Remember, excessive sun exposure can overwhelm the protective systems in the skin, causing skin damage that produces skin peeling and other types of damage. Dr. Lester Packer (University of California, Berkeley) has published extensively on the role played by antioxidants such as Vitamin E and skin protection. His research found that after absorbing in the UVB radiation from sunlight spectrum, vitamin E is transformed into a free radical (tocopheroxyl) which can regenerate back to vitamin E (tocopherol) via reaction with the skin's vitamin C (ascorbic acid). Packer's hypothesis is that as ultraviolet radiation dosage is gradually increased, these two antioxidant defenses of the skin are overwhelmed. Then free radicals begin to form in the skin and cause various types of cellular damage, including lipid peroxidation and oxidative modification of skin proteins and cellular DNA. Packer has measured the depletion of cutaneous lipid soluble antioxidants (such as Vitamin E) after ultraviolet radiation of the skin.
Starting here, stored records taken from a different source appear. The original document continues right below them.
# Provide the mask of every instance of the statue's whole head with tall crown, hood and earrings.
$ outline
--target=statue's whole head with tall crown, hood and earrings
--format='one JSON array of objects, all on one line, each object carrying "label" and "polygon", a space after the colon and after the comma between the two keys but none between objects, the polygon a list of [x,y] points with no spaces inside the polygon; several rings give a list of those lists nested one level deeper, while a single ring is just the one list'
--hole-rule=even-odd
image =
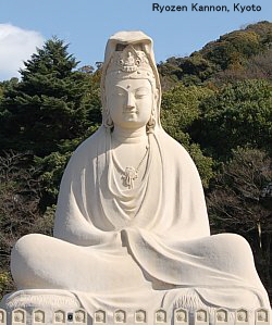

For example, 45 minutes of exposure to the noon-day sun can lower the skin's protective vitamin C levels by 80% and also markedly lower other protective skin anti-oxidants such Vitamin E and beta-carotene. Packer also finds that sunblockers reduce this depletion of dermal antioxidants.

Also keep in mind that after suntanning, it takes the melanocytes 2 to 5 days to produce the pigment that provides some protection against burning. In contrast, burning can occur in a few hours in the sun. Development of a tan takes several days and cannot be rushed. In addition, sun exposure causes a thickening of the top epidermal layer of the skin and this increases your resistance to burning.